Mais face à cette exigence légitime, l’exécutif joue la montre. En s’appuyant sur une partie de l’intersyndicale, en l’occurrence le SLECG, pour maintenir les discussions, le gouvernement espère manifestement fissurer le front syndical et isoler les plus contestataires. Cette stratégie, déjà utilisée lors de précédentes crises sociales, comporte trois risques majeurs.

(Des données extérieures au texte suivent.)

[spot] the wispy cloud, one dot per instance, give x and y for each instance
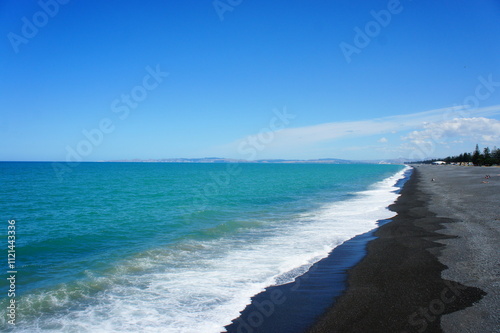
(301, 140)
(479, 129)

D’abord, elle décrédibilise le dialogue social. Négocier avec une seule branche d’un collectif revient à contourner la concertation et à fragiliser la représentativité syndicale. Ensuite, elle approfondit la méfiance entre organisations sœurs, alimentant des accusations de récupération, de compromission ou d’agenda caché. Enfin, elle expose les enseignants à une confusion dangereuse : quelle voie suivre ? Qui parle au nom de qui ? Et surtout, qui défend réellement leurs intérêts ?

Dans un secteur aussi sensible que l’éducation, la division n’est jamais un détail. Elle ouvre la voie à un enlisement dont personne ne peut prédire l’issue. Une grève illimitée qui se radicalise, un dialogue qui se délite, des élèves abandonnés dans un système déjà éprouvé : les ingrédients d’une crise majeure sont là.

Mais qu’est ce qu’il faut pour s’en sortir ? Pour sortir de l’impasse trois pistes s’imposent.

D’abord, un retour immédiat à l’unité syndicale. Le SLECG, s’il veut préserver sa légitimité historique, doit refuser d’être instrumentalisé et exiger une table ronde réunissant toutes les organisations : SNE, FSPE, SENAESUR et autres fédérations concernées. Ensuite, le gouvernement doit cesser les stratégies de contournement et présenter un calendrier clair, chiffré et engageant sur la mise en œuvre du statut particulier. Enfin, une médiation indépendante, composée d’experts de l’éducation, de partenaires techniques et d’instances citoyennes, pourrait garantir une sortie de crise crédible et apaisée.

L’école guinéenne n’a plus le luxe d’attendre. Les enseignants méritent un statut digne. Les élèves méritent une stabilité pérenne. Il est temps que l’État et les syndicats regardent dans la même direction. Parce qu’en éducation, chaque division se paie au prix fort : celui de l’avenir du pays.